Un giudice federale di Detroit, Stati Uniti, ha ordinato il rilascio immediato di centodieci iracheni detenuti in attesa di rimpatrio. Una decisione accolta come una vittoria dalle associazioni che si battono per i diritti dei migranti.

Nella sentenza resa, il giudice Mark Goldsmith afferma che “La legge è chiara”. Secondo il magistrato, infatti “Il governo non può trattenere a tempo indeterminato un cittadino straniero in attesa di rimpatriarlo. Soprattutto quando non c’è una reale possibilità che questo avvenga in un tempo ragionevole”. Un principio, secondo il suo parere, che “Deriva direttamente da uno dei più importanti valori costituzionali, ossia il rifiuto di arbitrarie limitazioni alle libertà individuali”.

Il governo ha quindi ora tempo fino al 20 dicembre per rilasciare i 110 immigrati di nazionalità irachena detenuti. Persone perlopiù di religione cristiana, incarcerate dal mese di giugno 2017 in seguito ad una serie di operazioni che aveva visto gli agenti federali del U.S Immigration and Customs Enforcement (ICE) dare loro la caccia e porre in custodia numerosi iracheni residenti da tempo sul territorio nazionale e accusati di vari reati. Tra di loro, qualcuno è accusato di reati minori. Come per esempio possesso di piccole dosi di marijuana, decenni fa. Qualcun’altro è invece accusato di reati più gravi, anche di omicidio.
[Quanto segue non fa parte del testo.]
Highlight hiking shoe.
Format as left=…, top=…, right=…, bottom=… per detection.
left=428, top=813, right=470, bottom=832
L’incarcerazione illegittima

Il governo federale era riuscito ad ottenere dai giudici l’approvazione delle ordinanze di custodia affermando l’esistenza di un accordo con le autorità irachene che prevedeva il rimpatrio verso la terra natale di 1400 cittadini iracheni sottoposti a procedimenti legali negli States. Secondo il governo, persone che rappresentavo una minaccia per la sicurezza statunitense. Un accordo che si è però scoperto non essere mai entrato in vigore, a causa delle resistenze avanzate da Baghdad in materia.

Dei 1400 interessati dal procedimento di espulsione, le autorità avevano posto sotto custodia circa 300 persone, con una serie di raid che avevano duramente colpito le comunità irachene del Michigan. Comunità che nel corso delle elezioni presidenziali avevano sostenuto il presidente Trump, nella convinzione che il magnate di New York avrebbe sostenuto la causa degli iracheni cristiani. Che si è invece rivelato particolarmente duro con i migranti. E molti di loro si sono trovati a dover affrontare un decreto di espulsione verso l’Iraq, un paese nel quale, in quanto cristiani, rappresentano una minoranza a forte rischio. E dove sarebbero quasi sicuramente soggetti a persecuzioni.

Rilasciati, ma con una posizione sospesa

Dei 300 inizialmente detenuti, grazie ad un ordine dello stesso Goldsmith, circa la metà è stata liberata nel corso del gennaio 2018, mentre per 110 di loro le porte della prigione sono rimaste chiuse. Con la nuova sentenza emanata, tutte queste persone dovranno ora essere rilasciate entro il 20 dicembre. In tempo cioè per poter festeggiare il natale con la propria famiglia. Per queste persone però il rischio di espulsione rimane. Perché la decisione del giudice riguarda solamente l’illegittimità della loro incarcerazione, e non può garantire loro la possibilità di continuare a vivere nel paese in cui molti di loro risiedono ormai da decenni.